Welcome to the Data Science Projects repository. This repository contains various data data science projects implemented using various technologies and models.
- Description: In this analysis, aim is to build a linear regression model to predict the fuel efficiency (measured in miles per gallon, mpg) of different vehicles based on various features such as the number of cylinders, displacement, horsepower, weight, acceleration, model year, and origin.
- Learning Type: Supervised Learning
- Technologies Used: python, pandas, seaborn, matplotlib, scikit-learn, statsmodels, scipi
- Algorithms/Models Used: Linear Regression, Ridge Regression
- Description: This project builds classification models to predict whether a retail bank customer is likely to churn. It explores demographic, behavioural, and financial features using logistic regression and random forest models. Feature engineering, threshold tuning, and model evaluation are used to identify high-risk customers and support retention strategies.
- Learning Type: Supervised Learning
- Technologies Used: python, pandas, numpy, seaborn, matplotlib, scikit-learn
- Algorithms/Models Used: Logistic Regression, Random Forest, GridSearchCV, ROC Curve Analysis, Precision-Recall Threshold Tuning
- Description: This project applies clustering techniques to bank customer data to uncover distinct behavioural segments and assess their relationship with churn. Using features such as credit score, account balance, number of products, and activity status, the analysis identifies four meaningful customer profiles (e.g., “Wealthy Light Users” and “Rapid Multi-Product Adopters”). The churn rate is then evaluated across these segments to support targeted retention and marketing strategies.
- Learning Type: Unsupervised Learning (with supervised follow-up analysis on churn labels)
- Technologies Used: python, pandas, numpy, seaborn, matplotlib, scikit-learn
- Algorithms/Models Used: K-Means Clustering, StandardScaler, Silhouette Analysis, Data Visualization (heatmaps, elbow plots)
- Description: This project focuses on developing a machine learning model to predict whether a breast tumor is benign or malignant using the k-Nearest Neighbors (k-NN) algorithm, leveraging a series of preprocessing techniques, including feature scaling, dimensionality reduction through PCA, and addressing class imbalance with SMOTE.
- Learning Type: Supervised Learning
- Technologies Used: python, pandas, numpy, seaborn, matplotlib, scikit-learn, imbalanced-learn
- Algorithms/Models Used: k-Nearest Neighbors (k-NN) Classification, Principal Component Analysis (PCA), Synthetic Minority Over-sampling Technique (SMOTE)
- Description: This project aims to perform clustering on employee data to identify distinct groups within the workforce. The analysis includes exploring the relationships between these clusters and employee attrition rates, providing insights into factors contributing to employee turnover.

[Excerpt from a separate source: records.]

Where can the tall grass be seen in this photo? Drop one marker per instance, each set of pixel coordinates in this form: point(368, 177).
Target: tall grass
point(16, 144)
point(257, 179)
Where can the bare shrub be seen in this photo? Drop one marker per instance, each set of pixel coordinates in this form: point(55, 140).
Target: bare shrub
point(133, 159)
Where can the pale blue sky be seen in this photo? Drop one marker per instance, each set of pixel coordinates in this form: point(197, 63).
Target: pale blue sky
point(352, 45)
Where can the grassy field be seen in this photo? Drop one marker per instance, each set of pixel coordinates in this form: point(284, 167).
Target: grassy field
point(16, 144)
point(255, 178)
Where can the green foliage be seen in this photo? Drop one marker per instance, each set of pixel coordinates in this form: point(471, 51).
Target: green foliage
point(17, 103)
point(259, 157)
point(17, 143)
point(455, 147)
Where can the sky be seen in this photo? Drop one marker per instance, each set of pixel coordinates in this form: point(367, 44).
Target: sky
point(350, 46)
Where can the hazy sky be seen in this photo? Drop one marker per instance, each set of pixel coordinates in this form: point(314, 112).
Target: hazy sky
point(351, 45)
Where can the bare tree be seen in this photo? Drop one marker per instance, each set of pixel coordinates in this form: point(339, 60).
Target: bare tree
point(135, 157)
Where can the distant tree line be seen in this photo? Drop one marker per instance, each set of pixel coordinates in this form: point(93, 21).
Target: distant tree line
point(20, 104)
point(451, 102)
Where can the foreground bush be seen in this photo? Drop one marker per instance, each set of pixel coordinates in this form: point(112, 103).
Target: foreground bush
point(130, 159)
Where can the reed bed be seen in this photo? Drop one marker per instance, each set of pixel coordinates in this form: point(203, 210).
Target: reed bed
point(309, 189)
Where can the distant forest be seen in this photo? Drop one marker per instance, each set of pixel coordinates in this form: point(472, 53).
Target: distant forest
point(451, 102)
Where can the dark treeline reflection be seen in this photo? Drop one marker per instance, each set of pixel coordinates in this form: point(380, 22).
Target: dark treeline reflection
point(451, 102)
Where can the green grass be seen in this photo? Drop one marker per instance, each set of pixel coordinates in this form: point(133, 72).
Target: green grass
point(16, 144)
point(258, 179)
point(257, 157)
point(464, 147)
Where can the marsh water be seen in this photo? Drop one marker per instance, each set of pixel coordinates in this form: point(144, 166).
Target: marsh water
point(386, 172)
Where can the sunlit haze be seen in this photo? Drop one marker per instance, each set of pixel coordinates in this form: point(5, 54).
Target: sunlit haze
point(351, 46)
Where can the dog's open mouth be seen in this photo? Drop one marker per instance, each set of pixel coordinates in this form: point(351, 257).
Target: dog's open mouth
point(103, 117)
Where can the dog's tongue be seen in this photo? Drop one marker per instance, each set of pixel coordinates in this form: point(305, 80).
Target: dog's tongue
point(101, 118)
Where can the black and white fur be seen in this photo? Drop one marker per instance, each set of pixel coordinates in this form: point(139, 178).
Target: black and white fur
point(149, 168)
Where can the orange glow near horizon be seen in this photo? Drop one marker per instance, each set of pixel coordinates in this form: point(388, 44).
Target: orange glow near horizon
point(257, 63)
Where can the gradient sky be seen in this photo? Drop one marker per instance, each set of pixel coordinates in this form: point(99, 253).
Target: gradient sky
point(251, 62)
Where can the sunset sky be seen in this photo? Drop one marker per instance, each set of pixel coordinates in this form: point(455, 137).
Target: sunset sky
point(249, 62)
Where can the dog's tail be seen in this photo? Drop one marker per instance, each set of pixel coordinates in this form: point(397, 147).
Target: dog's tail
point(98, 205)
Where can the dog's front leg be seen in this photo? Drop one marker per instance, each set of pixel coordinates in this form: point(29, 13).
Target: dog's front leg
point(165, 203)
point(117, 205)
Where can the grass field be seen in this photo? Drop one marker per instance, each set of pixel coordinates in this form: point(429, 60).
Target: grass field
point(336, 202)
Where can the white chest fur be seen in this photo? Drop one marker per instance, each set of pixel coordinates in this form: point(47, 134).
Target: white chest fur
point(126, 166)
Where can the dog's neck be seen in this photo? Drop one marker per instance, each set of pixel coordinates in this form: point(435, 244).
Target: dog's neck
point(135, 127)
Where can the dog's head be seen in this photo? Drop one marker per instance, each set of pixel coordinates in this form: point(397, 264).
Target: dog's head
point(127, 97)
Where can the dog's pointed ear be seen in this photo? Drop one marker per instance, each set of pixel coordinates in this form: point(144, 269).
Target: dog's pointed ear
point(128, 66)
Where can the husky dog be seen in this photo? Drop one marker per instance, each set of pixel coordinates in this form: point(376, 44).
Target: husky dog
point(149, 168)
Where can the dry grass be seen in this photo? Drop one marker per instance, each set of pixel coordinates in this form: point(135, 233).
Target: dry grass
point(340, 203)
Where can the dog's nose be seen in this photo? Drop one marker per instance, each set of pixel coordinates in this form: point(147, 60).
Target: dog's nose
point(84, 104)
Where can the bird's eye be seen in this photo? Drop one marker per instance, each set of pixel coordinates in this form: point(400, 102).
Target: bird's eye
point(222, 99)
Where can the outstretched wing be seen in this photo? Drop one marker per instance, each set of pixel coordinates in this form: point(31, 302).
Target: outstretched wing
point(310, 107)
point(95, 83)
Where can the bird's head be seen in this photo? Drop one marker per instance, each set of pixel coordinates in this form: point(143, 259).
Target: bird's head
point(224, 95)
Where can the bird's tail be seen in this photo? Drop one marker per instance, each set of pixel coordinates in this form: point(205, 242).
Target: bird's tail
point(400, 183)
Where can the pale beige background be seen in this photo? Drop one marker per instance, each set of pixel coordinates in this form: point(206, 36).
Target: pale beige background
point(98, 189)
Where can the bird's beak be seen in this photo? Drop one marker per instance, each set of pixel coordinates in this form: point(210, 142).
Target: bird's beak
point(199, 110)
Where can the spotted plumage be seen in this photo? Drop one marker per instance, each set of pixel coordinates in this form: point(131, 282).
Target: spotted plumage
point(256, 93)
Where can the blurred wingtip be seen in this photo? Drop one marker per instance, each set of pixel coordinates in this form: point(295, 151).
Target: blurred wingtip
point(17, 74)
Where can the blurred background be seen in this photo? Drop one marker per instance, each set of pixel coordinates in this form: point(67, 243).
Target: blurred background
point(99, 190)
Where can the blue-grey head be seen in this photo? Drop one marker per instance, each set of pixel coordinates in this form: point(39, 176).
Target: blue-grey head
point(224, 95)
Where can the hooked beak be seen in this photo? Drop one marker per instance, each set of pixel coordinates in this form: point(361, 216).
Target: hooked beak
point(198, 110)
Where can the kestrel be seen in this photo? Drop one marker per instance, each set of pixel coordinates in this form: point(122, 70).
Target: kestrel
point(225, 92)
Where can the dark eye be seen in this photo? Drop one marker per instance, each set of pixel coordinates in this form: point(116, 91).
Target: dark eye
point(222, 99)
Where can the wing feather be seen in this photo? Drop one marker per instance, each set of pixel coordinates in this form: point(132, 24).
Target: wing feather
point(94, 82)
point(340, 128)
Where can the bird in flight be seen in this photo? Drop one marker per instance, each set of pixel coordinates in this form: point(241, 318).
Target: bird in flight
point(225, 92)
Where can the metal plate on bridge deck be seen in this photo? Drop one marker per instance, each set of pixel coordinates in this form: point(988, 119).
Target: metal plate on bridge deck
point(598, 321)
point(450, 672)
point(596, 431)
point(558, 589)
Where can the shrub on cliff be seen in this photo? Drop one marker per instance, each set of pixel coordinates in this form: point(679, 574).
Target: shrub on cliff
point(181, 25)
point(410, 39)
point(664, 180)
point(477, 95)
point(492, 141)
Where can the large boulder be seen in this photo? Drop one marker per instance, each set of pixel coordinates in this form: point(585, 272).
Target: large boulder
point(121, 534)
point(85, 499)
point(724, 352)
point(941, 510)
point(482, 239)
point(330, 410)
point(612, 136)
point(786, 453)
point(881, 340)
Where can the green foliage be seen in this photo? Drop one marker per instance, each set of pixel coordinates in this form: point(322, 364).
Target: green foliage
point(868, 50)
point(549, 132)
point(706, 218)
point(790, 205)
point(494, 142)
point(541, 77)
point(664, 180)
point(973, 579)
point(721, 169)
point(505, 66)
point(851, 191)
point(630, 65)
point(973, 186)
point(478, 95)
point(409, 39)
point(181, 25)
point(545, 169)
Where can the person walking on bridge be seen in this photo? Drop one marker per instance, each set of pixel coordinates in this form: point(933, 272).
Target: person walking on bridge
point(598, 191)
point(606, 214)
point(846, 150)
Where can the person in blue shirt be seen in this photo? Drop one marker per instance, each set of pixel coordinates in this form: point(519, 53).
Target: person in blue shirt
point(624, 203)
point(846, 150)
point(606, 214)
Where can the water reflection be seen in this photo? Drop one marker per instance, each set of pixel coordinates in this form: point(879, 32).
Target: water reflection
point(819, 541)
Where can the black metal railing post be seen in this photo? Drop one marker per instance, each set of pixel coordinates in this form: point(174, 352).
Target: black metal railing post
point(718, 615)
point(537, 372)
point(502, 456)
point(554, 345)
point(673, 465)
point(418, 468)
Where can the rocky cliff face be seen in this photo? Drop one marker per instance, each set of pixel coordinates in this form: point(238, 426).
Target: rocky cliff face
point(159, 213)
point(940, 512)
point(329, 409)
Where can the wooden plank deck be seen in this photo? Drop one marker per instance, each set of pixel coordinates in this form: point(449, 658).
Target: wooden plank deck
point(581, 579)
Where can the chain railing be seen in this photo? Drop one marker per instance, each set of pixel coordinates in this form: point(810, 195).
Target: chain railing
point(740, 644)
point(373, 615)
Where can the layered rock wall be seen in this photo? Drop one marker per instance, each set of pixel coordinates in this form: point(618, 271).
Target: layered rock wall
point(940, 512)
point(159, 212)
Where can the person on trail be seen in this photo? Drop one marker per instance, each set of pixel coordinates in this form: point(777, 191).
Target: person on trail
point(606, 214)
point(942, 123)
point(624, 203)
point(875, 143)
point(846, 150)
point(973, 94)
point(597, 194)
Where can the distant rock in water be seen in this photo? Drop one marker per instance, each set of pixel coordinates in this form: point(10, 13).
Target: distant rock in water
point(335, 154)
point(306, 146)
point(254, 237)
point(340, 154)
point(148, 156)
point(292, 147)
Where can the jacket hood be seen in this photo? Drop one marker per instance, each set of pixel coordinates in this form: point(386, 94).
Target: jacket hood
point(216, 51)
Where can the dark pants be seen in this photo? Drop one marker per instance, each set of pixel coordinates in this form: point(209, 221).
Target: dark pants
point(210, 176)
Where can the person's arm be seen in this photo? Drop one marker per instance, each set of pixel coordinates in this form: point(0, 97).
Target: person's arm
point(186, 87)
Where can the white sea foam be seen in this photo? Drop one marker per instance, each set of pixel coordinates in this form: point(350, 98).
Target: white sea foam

Key features analyzed include gender, job satisfaction, commute distance, performance, and department affiliation. The project also employs Principal Component Analysis (PCA) for dimensionality reduction and visualization of the clusters.
- Learning Type: Unsupervised Learning
- Technologies Used: python, pandas, numpy, seaborn, matplotlib, scikit-learn
- Algorithms/Models Used: K-Means Clustering, Principal Component Analysis (PCA)
- Description: This project explores the factors influencing car purchase decisions. By leveraging data science techniques, particularly decision tree models, the project aims to predict whether a client will purchase a car based on demographic and financial information such as age, gender, and annual salary.
- Learning Type: Supervised Learning
- Technologies Used: python, pandas, numpy, seaborn, matplotlib, scikit-learn
- Algorithms/Models Used: Decision Tree, GridSearchCV
- Description: This project focuses on identifying countries with unique or anomalous socio-economic conditions using various unsupervised anomaly detection algorithms. Through the use of K-Means clustering, DBSCAN, Isolation Forest, and One-Class SVM, the project seeks to uncover global outliers that may indicate countries facing extreme challenges or irregular patterns.
- Learning Type: Unsupervised Learning
- Technologies Used: python, pandas, numpy, seaborn, matplotlib, scikit-learn
- Algorithms/Models Used: K-Means, DBSCAN, Isolation Forest, One-Class SVM
Each project folder contains specific instructions on how to run the scripts and notebooks. Refer to the README file within each project folder for detailed usage guidelines.
This repository is licensed under the MIT License. See the LICENSE file for more details.